It’s very difficult for a restaurant to truly have something for everyone. A steakhouse might have a couple fish or pasta dishes on the menu, but they’re usually perfunctory. A seafood spot might have chicken on the menu, but don’t expect it to be spectacular. The Sea Fire Grill, a standby located in East Midtown, on the other hand, has somehow mastered every aspect of the dining experience: The seafood is fresh and cooked perfectly, the steaks are steakhouse-quality, service is flawless, the wine list is extensive and reasonably-priced, and the dining room is comfortable and well-appointed. We had the opportunity to dine there recently at the invitation of the restaurant, and we’d recommend it without reservation.
Diners enter through a sleek 12-seat bar room, and the long dining room is divided into two distinct sections. Racks of wine line some of the walls, and lighting is dim and has a slight bluish tint. Chandeliers hang overhead. The wait staff is friendly, knowledgeable, and professional, and more than willing to make suggestions without being pushy.
We started with a generous seafood sampler, loaded with East and West Coast oysters, clams, shrimp, jumbo lump crab, and chilled lobster, which the server removed from the shell tableside (if you’re looking to splurge on caviar, three different varieties are available, complete with all the fixings). Other appetizers include a jumbo lump crab cake (with big chunks of crab); a sweet Madagascar prawn with chipotle mayo, grilled pineapple, fennel salad, and kumquats; filet mignon steak tartar; and Spanish octopus with romesco, baby potatoes, cherry tomatoes, and Kalamata olives.
Seafood is flown in daily, and is featured in entrées including blackened Montauk swordfish with panzanella and arugula salad; roasted Nova Scotia Halibut with lemon gnocchi, fava beans, kale chimichurri, and beurre blanc; Atlantic cod with fennel cream, Romanesco, rainbow cauliflower, and celery; and whole Maine lobsters (stuffed with crab if you choose) and Alaskan King crab legs; While most seafood restaurants tend to present their seafood as-is with little accompaniment, Sea Fire’s seafood is the centerpiece of a composed dish.

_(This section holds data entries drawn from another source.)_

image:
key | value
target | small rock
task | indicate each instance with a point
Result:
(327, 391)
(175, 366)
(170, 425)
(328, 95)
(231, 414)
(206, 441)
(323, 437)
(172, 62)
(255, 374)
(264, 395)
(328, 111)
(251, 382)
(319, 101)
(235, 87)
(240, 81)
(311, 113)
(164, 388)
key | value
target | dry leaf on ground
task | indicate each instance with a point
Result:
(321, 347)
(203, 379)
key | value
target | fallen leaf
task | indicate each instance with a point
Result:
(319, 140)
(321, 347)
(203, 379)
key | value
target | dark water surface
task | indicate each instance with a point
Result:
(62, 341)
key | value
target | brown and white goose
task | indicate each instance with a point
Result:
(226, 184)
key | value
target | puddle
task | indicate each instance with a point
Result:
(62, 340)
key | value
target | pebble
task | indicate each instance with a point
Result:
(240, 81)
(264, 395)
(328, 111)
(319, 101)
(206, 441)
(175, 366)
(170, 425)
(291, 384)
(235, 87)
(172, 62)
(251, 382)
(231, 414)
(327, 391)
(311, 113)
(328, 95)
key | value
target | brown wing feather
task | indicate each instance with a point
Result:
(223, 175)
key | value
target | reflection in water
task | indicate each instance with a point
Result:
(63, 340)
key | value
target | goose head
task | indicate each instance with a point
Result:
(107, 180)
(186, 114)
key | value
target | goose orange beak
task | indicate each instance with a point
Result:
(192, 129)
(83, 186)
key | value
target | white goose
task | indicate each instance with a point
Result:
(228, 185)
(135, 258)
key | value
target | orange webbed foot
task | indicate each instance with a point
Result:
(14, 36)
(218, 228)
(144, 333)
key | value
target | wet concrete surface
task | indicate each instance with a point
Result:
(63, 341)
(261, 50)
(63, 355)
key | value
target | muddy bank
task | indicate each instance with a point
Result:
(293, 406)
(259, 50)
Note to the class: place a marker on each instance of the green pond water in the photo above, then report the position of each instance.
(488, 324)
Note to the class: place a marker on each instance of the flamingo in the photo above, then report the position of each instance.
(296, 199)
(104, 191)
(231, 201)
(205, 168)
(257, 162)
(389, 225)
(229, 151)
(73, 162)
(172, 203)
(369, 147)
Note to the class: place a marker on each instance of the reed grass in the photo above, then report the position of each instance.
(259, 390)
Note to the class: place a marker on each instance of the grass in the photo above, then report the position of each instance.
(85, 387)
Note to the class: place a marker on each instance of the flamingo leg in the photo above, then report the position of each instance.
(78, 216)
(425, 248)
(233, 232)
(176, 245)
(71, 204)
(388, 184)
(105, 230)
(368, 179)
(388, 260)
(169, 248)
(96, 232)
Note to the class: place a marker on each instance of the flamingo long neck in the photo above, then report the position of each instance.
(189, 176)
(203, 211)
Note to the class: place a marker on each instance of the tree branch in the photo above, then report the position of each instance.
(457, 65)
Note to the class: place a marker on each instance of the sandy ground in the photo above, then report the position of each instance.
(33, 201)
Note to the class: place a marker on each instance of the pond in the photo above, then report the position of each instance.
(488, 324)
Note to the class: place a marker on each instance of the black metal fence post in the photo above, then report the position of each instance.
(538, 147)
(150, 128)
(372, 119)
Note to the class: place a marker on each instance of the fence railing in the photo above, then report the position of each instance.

Steaks are dry-aged for three weeks in-house, and include filet mignon, bone-in New York strip, bone-in ribeye, and a porter house for two. Rack of lamb, pan-roasted chicken with farro risotto, and filet mignon with maitake mushrooms and cippolini onions are also available, as are sides including herb fries, sweet and spicy Brussels sprouts, lobster mac and cheese, shishito peppers, and creamed spinach.
The restaurant’s piece de resistance, however, has to be the surf and turf. Instead of the expected lobster tail-filet duo, Sea Fire’s variation starts with a nine-ounce filet mignon and is topped with generous portions of de-shelled fresh lobster, shrimp, and king crab, all atop beurre blanc and red wine reduction. It’s the height of opulence, and it’s simply astounding. If there’s room for dessert, we suggest the warm gingerbread cake, classic crème brûlée, or a creative cheese plate.
The Sea Fire Grill should be on anyone’s short list for his or her next special occasion or celebratory meal. It’s very rare that we encounter a restaurant that provides guests with an essentially flawless experience, but our meal at Sea Fire was stellar from start to finish.